6. Head to the bedroom and make sure it looks and smells nice. Turn back the covers so he only need slip between the covers. Take down your hair, clean off your makeup, and get into a nice, clean nightdress or better yet, nothing at all. *wink* When he goes to bed, offer a massage, or gently stroke his hair. If he wants to discuss anything, listen to him and let him know you’re listening. – eHow.Com
8 comments ↓
It is the little things that make the biggest difference in letting him know how much I care. Great post to print out and read often.
Something I love to do is make some simmering cinnamon potpourri on the stove, also cinnamon and applesauce ornaments to hang in every room for the holidays. They smell amazing!
Love this! I found this website completely by surprise and I am so happy to have some support for something that others tend to look down upon! Thank you!
Loved This!
This is a fantastic article! I grew up with a ultra-feminist mother…think woodstock, burning her bra, ect. I on the other hand enjoy being a stay-at-home-mom and am often looked down upon for not “living up to my potential.” Thank you for this article as I feel this is a lost lifestyle that should be brought back!

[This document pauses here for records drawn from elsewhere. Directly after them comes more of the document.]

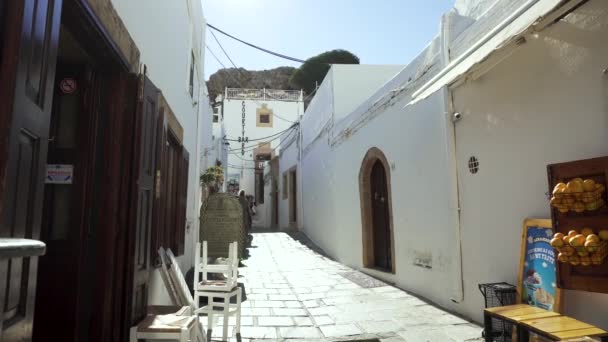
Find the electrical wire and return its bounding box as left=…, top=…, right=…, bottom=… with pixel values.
left=224, top=122, right=299, bottom=142
left=228, top=125, right=297, bottom=152
left=205, top=41, right=297, bottom=123
left=207, top=23, right=312, bottom=64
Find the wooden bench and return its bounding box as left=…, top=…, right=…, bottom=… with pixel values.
left=484, top=304, right=608, bottom=342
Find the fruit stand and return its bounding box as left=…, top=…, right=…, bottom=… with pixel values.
left=547, top=157, right=608, bottom=293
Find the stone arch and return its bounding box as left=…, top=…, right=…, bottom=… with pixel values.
left=359, top=147, right=396, bottom=273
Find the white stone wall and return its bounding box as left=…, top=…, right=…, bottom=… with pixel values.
left=301, top=0, right=608, bottom=328
left=224, top=99, right=304, bottom=195
left=454, top=0, right=608, bottom=328
left=112, top=0, right=212, bottom=304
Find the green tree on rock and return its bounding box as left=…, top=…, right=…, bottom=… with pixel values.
left=289, top=49, right=359, bottom=94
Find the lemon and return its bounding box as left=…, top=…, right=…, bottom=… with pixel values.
left=583, top=179, right=595, bottom=191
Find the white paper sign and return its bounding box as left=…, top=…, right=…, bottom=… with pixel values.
left=44, top=164, right=74, bottom=184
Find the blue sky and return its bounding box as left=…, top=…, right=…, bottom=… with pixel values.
left=202, top=0, right=454, bottom=79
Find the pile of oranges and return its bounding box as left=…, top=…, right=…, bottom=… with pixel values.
left=551, top=228, right=608, bottom=266
left=551, top=178, right=606, bottom=213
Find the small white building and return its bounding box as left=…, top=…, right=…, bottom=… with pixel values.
left=298, top=0, right=608, bottom=328
left=222, top=88, right=304, bottom=205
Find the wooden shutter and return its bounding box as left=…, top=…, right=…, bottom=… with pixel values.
left=150, top=107, right=169, bottom=265
left=175, top=147, right=190, bottom=255
left=130, top=76, right=159, bottom=323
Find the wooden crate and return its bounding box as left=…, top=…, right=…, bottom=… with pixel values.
left=547, top=157, right=608, bottom=293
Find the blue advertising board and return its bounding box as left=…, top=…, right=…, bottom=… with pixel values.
left=519, top=220, right=560, bottom=311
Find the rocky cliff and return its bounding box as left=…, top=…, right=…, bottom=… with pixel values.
left=207, top=67, right=296, bottom=102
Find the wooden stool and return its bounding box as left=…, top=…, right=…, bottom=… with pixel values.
left=483, top=304, right=561, bottom=342
left=517, top=316, right=608, bottom=342
left=130, top=315, right=198, bottom=342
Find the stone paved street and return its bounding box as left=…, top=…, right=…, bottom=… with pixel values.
left=213, top=233, right=482, bottom=342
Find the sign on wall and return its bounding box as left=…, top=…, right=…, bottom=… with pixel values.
left=517, top=219, right=561, bottom=312
left=44, top=164, right=74, bottom=184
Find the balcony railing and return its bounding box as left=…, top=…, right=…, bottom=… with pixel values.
left=226, top=88, right=302, bottom=102
left=0, top=238, right=46, bottom=260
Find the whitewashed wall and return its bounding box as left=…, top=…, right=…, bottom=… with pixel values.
left=454, top=0, right=608, bottom=328
left=224, top=99, right=304, bottom=195
left=302, top=94, right=455, bottom=312
left=302, top=0, right=608, bottom=328
left=112, top=0, right=211, bottom=304
left=278, top=136, right=306, bottom=230
left=330, top=64, right=404, bottom=122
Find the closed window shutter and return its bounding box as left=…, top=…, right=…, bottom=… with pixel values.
left=175, top=147, right=190, bottom=255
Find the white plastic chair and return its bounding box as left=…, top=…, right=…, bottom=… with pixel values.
left=152, top=247, right=207, bottom=342
left=129, top=307, right=199, bottom=342
left=193, top=241, right=243, bottom=341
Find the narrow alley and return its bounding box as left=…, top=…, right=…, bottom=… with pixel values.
left=213, top=233, right=482, bottom=342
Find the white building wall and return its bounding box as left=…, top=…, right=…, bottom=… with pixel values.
left=454, top=0, right=608, bottom=328
left=302, top=0, right=608, bottom=328
left=278, top=137, right=300, bottom=230
left=112, top=0, right=211, bottom=304
left=224, top=99, right=304, bottom=195
left=302, top=94, right=455, bottom=307
left=330, top=64, right=404, bottom=122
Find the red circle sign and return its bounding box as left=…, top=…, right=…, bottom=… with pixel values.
left=59, top=78, right=76, bottom=94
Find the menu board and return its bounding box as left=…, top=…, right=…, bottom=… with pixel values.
left=517, top=219, right=561, bottom=312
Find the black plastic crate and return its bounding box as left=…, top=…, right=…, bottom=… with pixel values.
left=478, top=282, right=517, bottom=342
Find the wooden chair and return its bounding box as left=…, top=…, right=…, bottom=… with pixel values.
left=194, top=241, right=239, bottom=292
left=158, top=247, right=207, bottom=342
left=193, top=241, right=243, bottom=341
left=129, top=307, right=199, bottom=342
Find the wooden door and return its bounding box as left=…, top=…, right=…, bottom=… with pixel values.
left=370, top=160, right=392, bottom=270
left=131, top=77, right=159, bottom=323
left=289, top=170, right=298, bottom=227
left=0, top=0, right=61, bottom=342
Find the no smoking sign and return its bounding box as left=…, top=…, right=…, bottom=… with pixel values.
left=59, top=78, right=77, bottom=94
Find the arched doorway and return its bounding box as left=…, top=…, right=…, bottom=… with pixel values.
left=359, top=147, right=395, bottom=273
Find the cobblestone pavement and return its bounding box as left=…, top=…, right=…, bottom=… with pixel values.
left=213, top=233, right=482, bottom=342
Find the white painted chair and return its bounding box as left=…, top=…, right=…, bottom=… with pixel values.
left=151, top=247, right=207, bottom=342
left=194, top=241, right=239, bottom=292
left=193, top=241, right=243, bottom=341
left=129, top=307, right=199, bottom=342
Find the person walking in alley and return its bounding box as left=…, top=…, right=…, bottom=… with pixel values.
left=239, top=189, right=252, bottom=245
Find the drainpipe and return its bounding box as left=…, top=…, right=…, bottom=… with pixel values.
left=296, top=103, right=304, bottom=230
left=441, top=13, right=464, bottom=303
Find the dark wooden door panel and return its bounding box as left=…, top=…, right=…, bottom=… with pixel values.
left=371, top=161, right=391, bottom=270
left=0, top=0, right=61, bottom=341
left=131, top=77, right=159, bottom=322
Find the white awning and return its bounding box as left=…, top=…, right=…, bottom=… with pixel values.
left=412, top=0, right=582, bottom=102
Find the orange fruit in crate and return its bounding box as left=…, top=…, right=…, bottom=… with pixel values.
left=572, top=202, right=585, bottom=213
left=583, top=179, right=595, bottom=191
left=568, top=255, right=581, bottom=266
left=552, top=183, right=566, bottom=195
left=585, top=200, right=601, bottom=211
left=550, top=238, right=564, bottom=248
left=566, top=180, right=583, bottom=193
left=591, top=254, right=604, bottom=265
left=562, top=246, right=574, bottom=256
left=570, top=234, right=585, bottom=247
left=585, top=234, right=600, bottom=243
left=585, top=240, right=600, bottom=253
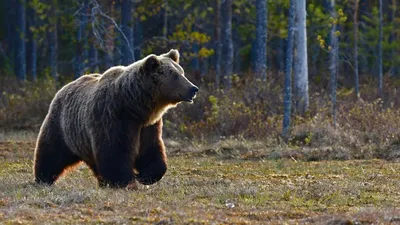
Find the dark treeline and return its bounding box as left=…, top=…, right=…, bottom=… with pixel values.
left=0, top=0, right=400, bottom=85
left=0, top=0, right=400, bottom=138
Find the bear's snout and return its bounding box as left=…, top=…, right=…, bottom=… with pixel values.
left=190, top=85, right=199, bottom=98
left=187, top=84, right=199, bottom=102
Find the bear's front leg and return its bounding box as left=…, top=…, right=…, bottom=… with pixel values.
left=95, top=121, right=140, bottom=188
left=135, top=119, right=167, bottom=185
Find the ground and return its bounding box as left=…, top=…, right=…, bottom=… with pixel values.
left=0, top=132, right=400, bottom=224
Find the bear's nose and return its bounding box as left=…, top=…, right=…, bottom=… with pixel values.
left=191, top=86, right=199, bottom=95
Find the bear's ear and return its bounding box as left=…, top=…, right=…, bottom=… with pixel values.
left=144, top=55, right=160, bottom=72
left=163, top=49, right=179, bottom=63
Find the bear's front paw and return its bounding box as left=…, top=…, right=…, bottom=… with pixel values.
left=126, top=180, right=139, bottom=191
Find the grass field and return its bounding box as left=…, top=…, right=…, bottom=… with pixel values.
left=0, top=134, right=400, bottom=224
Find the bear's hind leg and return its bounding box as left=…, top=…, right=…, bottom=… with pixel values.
left=34, top=125, right=80, bottom=185
left=135, top=120, right=167, bottom=185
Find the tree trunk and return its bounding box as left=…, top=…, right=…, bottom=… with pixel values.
left=353, top=0, right=360, bottom=99
left=26, top=2, right=37, bottom=81
left=89, top=43, right=99, bottom=73
left=389, top=0, right=399, bottom=77
left=215, top=0, right=222, bottom=90
left=15, top=0, right=26, bottom=80
left=282, top=0, right=296, bottom=141
left=221, top=0, right=233, bottom=89
left=163, top=0, right=168, bottom=38
left=329, top=0, right=339, bottom=126
left=294, top=0, right=309, bottom=115
left=378, top=0, right=383, bottom=98
left=74, top=1, right=87, bottom=79
left=255, top=0, right=268, bottom=81
left=120, top=0, right=135, bottom=66
left=104, top=1, right=115, bottom=69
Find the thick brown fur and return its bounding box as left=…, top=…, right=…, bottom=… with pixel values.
left=34, top=50, right=198, bottom=187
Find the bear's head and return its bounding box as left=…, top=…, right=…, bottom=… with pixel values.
left=144, top=49, right=199, bottom=105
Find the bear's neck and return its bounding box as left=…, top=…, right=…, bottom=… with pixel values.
left=115, top=71, right=170, bottom=126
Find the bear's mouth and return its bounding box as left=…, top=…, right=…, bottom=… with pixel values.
left=179, top=94, right=196, bottom=103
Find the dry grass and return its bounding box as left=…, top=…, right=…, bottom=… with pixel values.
left=0, top=134, right=400, bottom=224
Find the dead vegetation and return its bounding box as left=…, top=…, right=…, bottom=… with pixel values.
left=0, top=140, right=400, bottom=224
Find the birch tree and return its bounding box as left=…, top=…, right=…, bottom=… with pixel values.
left=15, top=0, right=26, bottom=80
left=26, top=0, right=37, bottom=81
left=328, top=0, right=339, bottom=126
left=378, top=0, right=383, bottom=98
left=121, top=0, right=135, bottom=66
left=255, top=0, right=268, bottom=80
left=48, top=0, right=58, bottom=81
left=294, top=0, right=309, bottom=115
left=222, top=0, right=233, bottom=89
left=353, top=0, right=360, bottom=98
left=282, top=0, right=296, bottom=141
left=74, top=1, right=87, bottom=79
left=215, top=0, right=222, bottom=90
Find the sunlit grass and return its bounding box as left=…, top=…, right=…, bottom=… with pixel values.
left=0, top=142, right=400, bottom=224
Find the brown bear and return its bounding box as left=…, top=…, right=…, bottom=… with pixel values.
left=34, top=50, right=198, bottom=187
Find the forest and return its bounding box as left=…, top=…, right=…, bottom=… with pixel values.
left=0, top=0, right=400, bottom=224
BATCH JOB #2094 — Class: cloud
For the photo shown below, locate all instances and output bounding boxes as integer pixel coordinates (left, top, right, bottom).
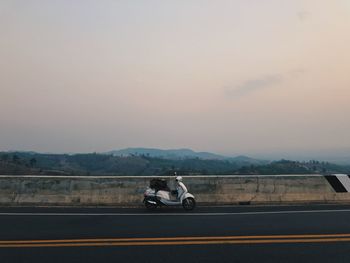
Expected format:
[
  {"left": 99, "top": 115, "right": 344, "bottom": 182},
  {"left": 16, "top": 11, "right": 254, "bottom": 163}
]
[
  {"left": 224, "top": 74, "right": 284, "bottom": 97},
  {"left": 297, "top": 11, "right": 311, "bottom": 22}
]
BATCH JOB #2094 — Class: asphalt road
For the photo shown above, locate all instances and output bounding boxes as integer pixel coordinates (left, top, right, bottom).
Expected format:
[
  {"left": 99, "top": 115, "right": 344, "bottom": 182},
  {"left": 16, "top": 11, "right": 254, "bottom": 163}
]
[{"left": 0, "top": 205, "right": 350, "bottom": 263}]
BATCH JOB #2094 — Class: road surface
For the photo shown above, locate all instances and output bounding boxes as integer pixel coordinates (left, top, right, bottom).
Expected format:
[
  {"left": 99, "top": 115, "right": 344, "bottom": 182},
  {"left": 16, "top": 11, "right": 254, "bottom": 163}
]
[{"left": 0, "top": 205, "right": 350, "bottom": 263}]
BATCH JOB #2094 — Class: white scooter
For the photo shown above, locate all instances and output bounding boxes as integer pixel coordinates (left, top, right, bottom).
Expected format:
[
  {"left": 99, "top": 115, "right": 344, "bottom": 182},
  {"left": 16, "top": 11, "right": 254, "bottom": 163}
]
[{"left": 143, "top": 176, "right": 196, "bottom": 211}]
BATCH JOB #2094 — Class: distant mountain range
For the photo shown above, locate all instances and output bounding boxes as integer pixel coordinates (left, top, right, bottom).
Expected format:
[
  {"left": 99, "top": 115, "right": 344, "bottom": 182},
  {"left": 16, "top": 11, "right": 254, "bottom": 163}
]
[{"left": 106, "top": 148, "right": 268, "bottom": 165}]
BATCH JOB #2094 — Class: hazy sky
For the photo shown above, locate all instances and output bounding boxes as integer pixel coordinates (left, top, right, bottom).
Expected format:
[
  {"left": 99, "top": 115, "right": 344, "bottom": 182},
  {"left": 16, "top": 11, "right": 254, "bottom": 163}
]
[{"left": 0, "top": 0, "right": 350, "bottom": 154}]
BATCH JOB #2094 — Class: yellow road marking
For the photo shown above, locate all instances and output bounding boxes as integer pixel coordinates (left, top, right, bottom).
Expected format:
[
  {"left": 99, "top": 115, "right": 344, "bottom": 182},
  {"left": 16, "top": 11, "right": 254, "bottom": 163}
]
[{"left": 0, "top": 234, "right": 350, "bottom": 248}]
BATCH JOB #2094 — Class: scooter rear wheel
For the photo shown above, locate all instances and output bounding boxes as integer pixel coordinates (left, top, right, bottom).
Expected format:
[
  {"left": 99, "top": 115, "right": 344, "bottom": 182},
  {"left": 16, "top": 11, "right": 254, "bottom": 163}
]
[{"left": 182, "top": 197, "right": 196, "bottom": 211}]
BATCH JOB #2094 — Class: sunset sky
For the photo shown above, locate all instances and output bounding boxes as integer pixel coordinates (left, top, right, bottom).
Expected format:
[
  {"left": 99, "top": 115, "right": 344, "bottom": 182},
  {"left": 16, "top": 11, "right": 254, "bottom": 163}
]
[{"left": 0, "top": 0, "right": 350, "bottom": 158}]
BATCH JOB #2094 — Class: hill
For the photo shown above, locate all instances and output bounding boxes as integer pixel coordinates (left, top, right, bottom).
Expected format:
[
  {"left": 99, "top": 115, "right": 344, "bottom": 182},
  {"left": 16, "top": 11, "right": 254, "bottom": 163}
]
[{"left": 0, "top": 152, "right": 350, "bottom": 176}]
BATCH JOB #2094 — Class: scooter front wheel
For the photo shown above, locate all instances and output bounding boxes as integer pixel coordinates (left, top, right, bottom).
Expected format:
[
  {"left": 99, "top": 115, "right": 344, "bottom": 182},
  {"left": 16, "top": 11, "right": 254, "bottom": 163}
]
[
  {"left": 145, "top": 199, "right": 157, "bottom": 210},
  {"left": 182, "top": 197, "right": 196, "bottom": 211}
]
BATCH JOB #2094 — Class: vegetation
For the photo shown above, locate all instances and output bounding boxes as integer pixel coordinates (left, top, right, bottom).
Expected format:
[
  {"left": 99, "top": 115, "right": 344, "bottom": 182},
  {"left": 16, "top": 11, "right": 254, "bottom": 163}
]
[{"left": 0, "top": 152, "right": 350, "bottom": 176}]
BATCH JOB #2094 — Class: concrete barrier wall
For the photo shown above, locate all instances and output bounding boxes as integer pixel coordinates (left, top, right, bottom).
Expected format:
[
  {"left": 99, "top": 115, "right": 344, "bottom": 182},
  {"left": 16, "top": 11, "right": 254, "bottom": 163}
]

Love this site I think old fashioned values should be brought back life was simpler back then have you noticed how stressed everybody is now? How a family meal isnt lovingly hand cooked and the family is divided in different room each! love the tips but my kids aren’t at school I’m with them all day so when I clean they mess it up right away love the page though!
It’s nice to know there are still women out there, like myself, who find joy in serving their husbands and family! So glad I came across this blog!
I like this article. It’s a bit old fashioned only because I feel there should also be a comparable article on the husband’s love and responsibility to his wife and family. I love being a traditional stay at home mom. I love baking and cooking. And I love caring for my kids every second of every day. I can only hope more families instill this life style and these mannerisms more so we continue to produce quality people.
I am an extreme advocate of this lovely lifestyle, and dearly wish it could be brought back into style. I may only be in the seventh grade, but I simply cannot wait to be a homemaker!